Chile is the world's main producer of copper, responsible for a third of global supply.
The bill was approved by 79 votes to 47 in the Chamber of Deputies, and will now be sent to the Senate, from which it requires final approval.
It envisions a royalty of three percent on the sales of copper and lithium for the government to spend on social plans in the midst of the global coronavirus pandemic, and environmental compensation in mining areas.
The leftist proposal is opposed by the conservative government of President Sebastian Pinera, and the mining industry complains of already operating under a high tax burden.

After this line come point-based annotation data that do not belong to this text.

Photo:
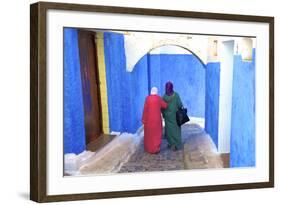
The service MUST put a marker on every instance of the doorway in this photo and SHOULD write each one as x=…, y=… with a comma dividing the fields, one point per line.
x=90, y=85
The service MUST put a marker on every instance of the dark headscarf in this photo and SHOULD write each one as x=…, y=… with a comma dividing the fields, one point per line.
x=169, y=88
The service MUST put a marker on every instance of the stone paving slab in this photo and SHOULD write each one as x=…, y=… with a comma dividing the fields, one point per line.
x=198, y=153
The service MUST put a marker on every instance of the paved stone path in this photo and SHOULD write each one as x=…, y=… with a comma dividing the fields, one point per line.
x=198, y=152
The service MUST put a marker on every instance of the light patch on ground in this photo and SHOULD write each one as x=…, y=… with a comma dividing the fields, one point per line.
x=107, y=160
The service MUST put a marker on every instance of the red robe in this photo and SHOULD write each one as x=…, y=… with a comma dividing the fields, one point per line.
x=151, y=118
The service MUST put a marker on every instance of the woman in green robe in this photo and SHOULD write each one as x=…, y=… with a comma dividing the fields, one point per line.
x=172, y=130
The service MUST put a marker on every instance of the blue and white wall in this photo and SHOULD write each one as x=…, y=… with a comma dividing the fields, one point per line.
x=73, y=124
x=242, y=143
x=127, y=90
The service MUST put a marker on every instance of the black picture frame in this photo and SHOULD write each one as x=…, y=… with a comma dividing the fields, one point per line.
x=38, y=100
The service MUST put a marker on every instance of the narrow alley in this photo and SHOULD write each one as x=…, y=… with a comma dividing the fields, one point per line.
x=198, y=152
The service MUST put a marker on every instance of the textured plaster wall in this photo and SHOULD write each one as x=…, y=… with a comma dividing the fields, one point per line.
x=212, y=100
x=73, y=124
x=126, y=90
x=242, y=146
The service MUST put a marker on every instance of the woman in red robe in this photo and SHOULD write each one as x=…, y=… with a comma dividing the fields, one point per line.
x=152, y=121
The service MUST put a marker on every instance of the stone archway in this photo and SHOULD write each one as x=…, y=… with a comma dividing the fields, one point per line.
x=139, y=44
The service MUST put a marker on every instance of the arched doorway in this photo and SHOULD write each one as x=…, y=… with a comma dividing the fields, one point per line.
x=185, y=69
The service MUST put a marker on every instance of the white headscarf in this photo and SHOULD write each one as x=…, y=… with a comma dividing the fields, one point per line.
x=154, y=91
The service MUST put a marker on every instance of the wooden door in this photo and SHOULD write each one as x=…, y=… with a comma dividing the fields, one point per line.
x=90, y=85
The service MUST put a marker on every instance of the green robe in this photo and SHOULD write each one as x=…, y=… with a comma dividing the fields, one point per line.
x=172, y=130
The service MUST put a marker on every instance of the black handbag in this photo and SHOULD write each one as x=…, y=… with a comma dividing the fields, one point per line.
x=181, y=116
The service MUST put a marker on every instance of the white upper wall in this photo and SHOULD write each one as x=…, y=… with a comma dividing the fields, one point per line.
x=137, y=44
x=206, y=48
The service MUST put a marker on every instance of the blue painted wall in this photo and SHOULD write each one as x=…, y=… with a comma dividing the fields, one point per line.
x=188, y=76
x=242, y=146
x=126, y=90
x=73, y=124
x=212, y=100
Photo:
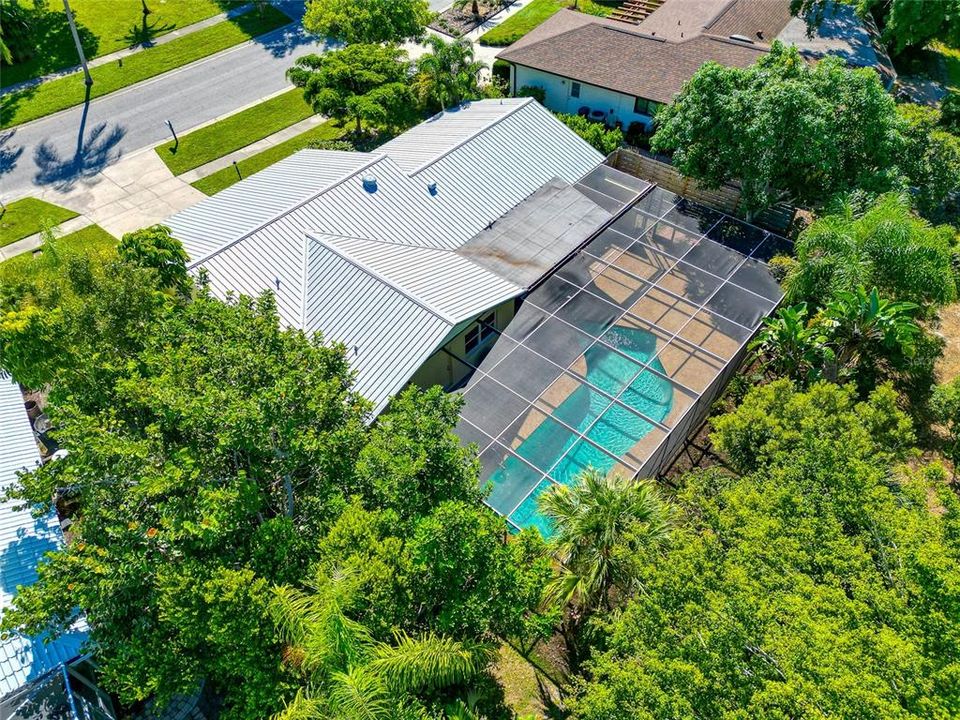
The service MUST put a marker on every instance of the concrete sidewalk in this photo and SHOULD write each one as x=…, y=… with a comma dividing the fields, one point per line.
x=133, y=49
x=259, y=146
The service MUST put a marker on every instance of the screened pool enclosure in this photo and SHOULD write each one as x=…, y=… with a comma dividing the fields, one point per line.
x=616, y=356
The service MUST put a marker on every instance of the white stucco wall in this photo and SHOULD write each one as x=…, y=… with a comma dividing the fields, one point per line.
x=616, y=105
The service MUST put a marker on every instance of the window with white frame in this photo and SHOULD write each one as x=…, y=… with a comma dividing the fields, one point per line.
x=480, y=333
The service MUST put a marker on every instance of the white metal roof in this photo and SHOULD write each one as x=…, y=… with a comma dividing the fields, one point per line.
x=433, y=188
x=23, y=542
x=441, y=289
x=261, y=198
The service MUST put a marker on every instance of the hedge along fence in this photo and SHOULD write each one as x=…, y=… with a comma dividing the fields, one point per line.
x=657, y=169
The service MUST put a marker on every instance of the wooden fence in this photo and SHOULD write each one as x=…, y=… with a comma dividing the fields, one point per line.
x=657, y=169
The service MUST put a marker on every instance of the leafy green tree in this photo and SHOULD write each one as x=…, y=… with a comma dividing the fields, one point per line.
x=945, y=404
x=601, y=525
x=363, y=83
x=448, y=74
x=867, y=334
x=368, y=21
x=950, y=112
x=931, y=161
x=785, y=129
x=216, y=447
x=595, y=133
x=858, y=336
x=347, y=674
x=819, y=581
x=154, y=247
x=907, y=23
x=886, y=246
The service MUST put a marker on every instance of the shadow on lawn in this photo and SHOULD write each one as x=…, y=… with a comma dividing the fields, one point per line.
x=93, y=152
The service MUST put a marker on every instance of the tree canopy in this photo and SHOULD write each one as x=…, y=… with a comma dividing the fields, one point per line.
x=785, y=129
x=821, y=581
x=363, y=83
x=884, y=245
x=368, y=21
x=448, y=74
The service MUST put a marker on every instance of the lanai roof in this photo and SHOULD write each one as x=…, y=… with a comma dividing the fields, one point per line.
x=361, y=246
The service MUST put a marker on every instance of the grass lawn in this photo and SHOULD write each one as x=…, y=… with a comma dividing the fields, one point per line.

Mining and Energy Minister Juan Carlos Llobet says the country already has a tax on mining activity, and introducing another put Chile at a disadvantage compared to its competitors.
The move comes as the price of copper reached a ten-year high last week at over $10,000 per ton.
Chile is home to the world's main copper mines, mainly in the Atacama desert where the country's richest deposits are found.
Copper is an efficient conductor of electricity and heat, used widely in systems to generate power from solar, hydro, thermal and wind sources.
Chile is also one of the world's top producers of lithium, used in electric car batteries and laptops.